E foi em uma dessas conversas que um colega veio com a pergunta. “De onde o ministro tirou essa informação de que a classe médica está dividida no caso da cloroquina?” Respondi: “Isso aí está nos nossos textos. Não é novidade”. Ele insistiu: “Estamos falando de quantos médicos?”. Respondi, com sinceridade: “Nem imagino”. Antes de seguir com a história, vou fazer um comentário que considero relevante. Na redação, quando estávamos fazendo uma reportagem a “quatro mãos” ou mais, tínhamos o costume de nos reunir em um boteco e discutir exaustivamente a pauta e depois o texto final antes de entregá-lo nas mãos dos editores. Enquanto se empilhavam garrafas vazias de cerveja (ou de vinho, no inverno), discutíamos como tornar o material mais atrativo e também buscávamos falhas na apuração. Os publicitários têm um nome em inglês para isso: “brainstorm” – tempestade de ideias. Um editor chamava de “surrar a matéria”. Foi da redação que eu trouxe a mania de discutir as matérias com os colegas, buscando resolver os seus problemas e melhorá-las. Voltando a nossa conversa. A questão dos médicos envolvidos com a cloroquina ganhou destaque na CPI da Covid. Portanto, é hora de sabermos quem são, quantos são e por onde andam. Por quê? Simples. Devemos passar para o nosso leitor uma informação precisa sobre o que estamos falando. Vejam bem. O ministro disse que a cloroquina divide os médicos. Ele se referia aos 500 mil profissionais espalhados pelo vasto território brasileiro? A citação que fez tem a ver com alguma pesquisa? Eu procurei uma pesquisa nacional sobre o assunto e não encontrei. Só muito chute. O Ministério da Saúde tem esse número? Se tem, ele não está disponível.
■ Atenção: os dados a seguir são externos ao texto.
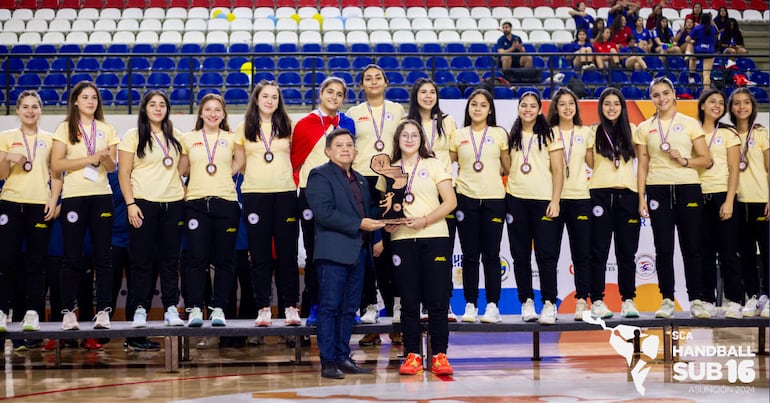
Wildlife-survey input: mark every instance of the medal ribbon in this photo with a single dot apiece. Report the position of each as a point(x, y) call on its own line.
point(210, 153)
point(377, 131)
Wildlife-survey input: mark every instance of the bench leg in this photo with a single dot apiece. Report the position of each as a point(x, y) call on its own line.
point(536, 346)
point(172, 353)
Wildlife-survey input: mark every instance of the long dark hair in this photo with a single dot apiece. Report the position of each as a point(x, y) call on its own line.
point(280, 120)
point(491, 118)
point(619, 130)
point(553, 113)
point(414, 107)
point(73, 113)
point(145, 131)
point(422, 151)
point(541, 129)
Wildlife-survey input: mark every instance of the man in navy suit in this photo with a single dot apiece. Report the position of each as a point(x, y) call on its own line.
point(339, 198)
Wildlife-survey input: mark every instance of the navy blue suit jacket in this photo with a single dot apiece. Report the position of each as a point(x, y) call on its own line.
point(337, 219)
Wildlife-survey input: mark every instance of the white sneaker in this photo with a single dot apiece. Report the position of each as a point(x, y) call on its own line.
point(528, 313)
point(600, 310)
point(629, 309)
point(194, 317)
point(450, 316)
point(491, 314)
point(371, 315)
point(734, 310)
point(264, 317)
point(580, 306)
point(397, 310)
point(140, 317)
point(292, 316)
point(102, 319)
point(217, 317)
point(750, 309)
point(171, 317)
point(30, 323)
point(698, 310)
point(548, 314)
point(70, 320)
point(471, 314)
point(666, 309)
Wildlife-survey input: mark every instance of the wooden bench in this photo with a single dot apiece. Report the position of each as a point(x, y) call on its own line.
point(177, 344)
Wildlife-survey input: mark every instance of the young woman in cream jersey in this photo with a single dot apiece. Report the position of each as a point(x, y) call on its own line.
point(438, 127)
point(27, 208)
point(481, 151)
point(151, 183)
point(376, 121)
point(719, 182)
point(270, 201)
point(85, 148)
point(211, 209)
point(614, 201)
point(575, 212)
point(670, 149)
point(752, 206)
point(532, 200)
point(307, 152)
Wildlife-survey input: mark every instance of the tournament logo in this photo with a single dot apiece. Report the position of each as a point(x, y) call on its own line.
point(645, 266)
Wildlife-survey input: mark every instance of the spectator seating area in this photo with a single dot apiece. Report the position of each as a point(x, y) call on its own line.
point(199, 47)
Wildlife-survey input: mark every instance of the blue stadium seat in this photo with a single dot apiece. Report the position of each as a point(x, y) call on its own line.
point(287, 63)
point(121, 98)
point(38, 65)
point(291, 96)
point(313, 78)
point(237, 80)
point(289, 79)
point(108, 80)
point(113, 64)
point(395, 94)
point(211, 79)
point(213, 63)
point(159, 80)
point(236, 96)
point(450, 93)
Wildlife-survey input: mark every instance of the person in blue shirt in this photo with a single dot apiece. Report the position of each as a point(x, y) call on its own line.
point(510, 43)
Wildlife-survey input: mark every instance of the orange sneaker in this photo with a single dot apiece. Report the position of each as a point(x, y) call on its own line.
point(440, 365)
point(412, 365)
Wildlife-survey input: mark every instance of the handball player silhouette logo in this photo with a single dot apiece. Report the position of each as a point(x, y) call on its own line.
point(620, 340)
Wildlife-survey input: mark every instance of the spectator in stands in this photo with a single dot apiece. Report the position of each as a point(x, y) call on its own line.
point(753, 205)
point(670, 149)
point(614, 199)
point(533, 193)
point(510, 43)
point(702, 40)
point(583, 50)
point(575, 210)
point(642, 35)
point(424, 109)
point(654, 18)
point(263, 139)
point(606, 51)
point(583, 20)
point(211, 210)
point(340, 200)
point(421, 247)
point(153, 192)
point(27, 208)
point(376, 120)
point(720, 226)
point(86, 198)
point(480, 149)
point(307, 152)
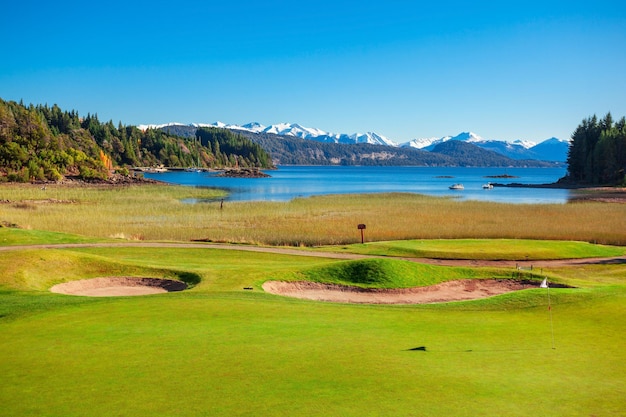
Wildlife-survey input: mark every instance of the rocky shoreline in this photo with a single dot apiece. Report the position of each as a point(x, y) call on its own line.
point(243, 173)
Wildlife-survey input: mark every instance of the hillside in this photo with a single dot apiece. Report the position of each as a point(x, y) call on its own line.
point(290, 150)
point(41, 143)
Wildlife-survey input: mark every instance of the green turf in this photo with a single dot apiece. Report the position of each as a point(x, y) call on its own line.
point(221, 350)
point(507, 249)
point(10, 236)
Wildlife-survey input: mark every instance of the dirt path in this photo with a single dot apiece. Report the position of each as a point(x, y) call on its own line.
point(331, 255)
point(448, 291)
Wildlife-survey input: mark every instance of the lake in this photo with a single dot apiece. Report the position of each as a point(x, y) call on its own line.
point(289, 182)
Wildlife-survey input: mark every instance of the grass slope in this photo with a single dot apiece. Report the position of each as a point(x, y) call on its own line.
point(504, 249)
point(220, 350)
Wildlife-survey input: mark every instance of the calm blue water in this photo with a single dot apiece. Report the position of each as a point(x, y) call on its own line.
point(289, 182)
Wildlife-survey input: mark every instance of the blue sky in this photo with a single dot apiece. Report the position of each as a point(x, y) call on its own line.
point(404, 69)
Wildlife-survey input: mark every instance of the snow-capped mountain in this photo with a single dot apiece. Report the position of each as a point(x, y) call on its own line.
point(299, 131)
point(552, 149)
point(429, 143)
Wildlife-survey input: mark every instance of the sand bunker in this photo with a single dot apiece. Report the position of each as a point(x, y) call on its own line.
point(118, 286)
point(469, 289)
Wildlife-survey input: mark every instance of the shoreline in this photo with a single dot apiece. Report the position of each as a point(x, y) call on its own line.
point(604, 194)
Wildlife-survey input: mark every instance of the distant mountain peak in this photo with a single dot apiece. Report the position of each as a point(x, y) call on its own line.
point(552, 149)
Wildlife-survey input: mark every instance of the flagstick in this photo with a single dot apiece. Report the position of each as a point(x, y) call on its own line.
point(550, 312)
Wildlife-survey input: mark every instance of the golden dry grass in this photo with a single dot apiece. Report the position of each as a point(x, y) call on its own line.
point(157, 212)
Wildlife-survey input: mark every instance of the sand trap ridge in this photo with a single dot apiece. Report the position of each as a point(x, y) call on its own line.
point(467, 289)
point(118, 286)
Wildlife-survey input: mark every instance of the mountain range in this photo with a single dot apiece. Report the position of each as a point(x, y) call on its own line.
point(553, 149)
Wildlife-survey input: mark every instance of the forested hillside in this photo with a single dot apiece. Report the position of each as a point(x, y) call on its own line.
point(597, 153)
point(42, 143)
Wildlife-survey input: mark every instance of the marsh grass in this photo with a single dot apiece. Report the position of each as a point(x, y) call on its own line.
point(157, 212)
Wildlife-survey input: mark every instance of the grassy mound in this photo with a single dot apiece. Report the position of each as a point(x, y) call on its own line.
point(393, 273)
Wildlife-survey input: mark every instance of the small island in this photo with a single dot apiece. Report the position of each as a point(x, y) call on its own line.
point(243, 173)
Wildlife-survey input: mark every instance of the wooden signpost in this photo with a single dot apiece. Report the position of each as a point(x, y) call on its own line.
point(361, 227)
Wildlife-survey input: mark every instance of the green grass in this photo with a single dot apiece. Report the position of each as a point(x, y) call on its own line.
point(12, 236)
point(505, 249)
point(220, 350)
point(387, 273)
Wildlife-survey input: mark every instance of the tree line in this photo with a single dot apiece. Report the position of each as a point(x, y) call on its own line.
point(42, 143)
point(597, 152)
Pela maneira como o ministro falou ele parecia se referir a todos os médicos existentes no país divididos por dois. Vamos admitir que o ministro fez a declaração sem segundas intenções. Mas a ideia que passa para o leitor é que ele está falando de metade da classe médica, 250 mil. Nós, jornalistas, não sabemos a dimensão do grupo a que chamamos de “médicos do Bolsonaro”. Só sabemos que são ruidosos. Aos poucos, os senadores da CPI da Covid estão conseguindo dimensionar o tamanho desse grupo. Lembro o seguinte. Um dos pilares do governo do presidente Bolsonaro são as fake news. E um modo eficiente de espalhar inverdades é infiltrar entre os jornalistas informações inocentes e falsas que de tanto que nós as repetimos tornam-se verdades, tipo a que o ministro disse. Portanto, tudo o que vem do lado do governo merece ser olhado com muito calma. Principalmente informações que parecem se referir a algo grandioso. Mas na verdade são ações de um pequeno grupo. Aqui é o seguinte. Uma reportagem é construída de fatos. E se um deles não estiver bem explicado compromete o todo. Arrematando a conversa. Vivemos tempos esquisitos. Jamais a imprensa do Brasil enfrentou uma máquina tão poderosa de fake news operada pelo governo federal. Dentro da nossa realidade atual, temos que verificar tudo. Olha, vivi em redação de 1979 até 2014. Tive o privilégio de poder trabalhar vários dias em uma única reportagem. Dentro dessa realidade há tempo suficiente para verificar o texto linha por linha para detectar eventuais erros. Não é o que acontece hoje nas redações, onde os repórteres ocupados com a parte mais importante da publicação, que é a cobertura do dia a dia, fazem meia dúzia de matérias diárias – texto, foto, vídeo e áudio. Mas, ao contrário da minha geração de repórteres, a atual tem uma vasta quantidade de novas tecnologias à disposição para cruzar informações. Só uma coisa não muda entre nós repórteres desde que se escrevia as matérias com pena de galinha molhada no tinteiro: a desconfiança de que tem alguém tentando colocar uma casca de banana no nosso caminho.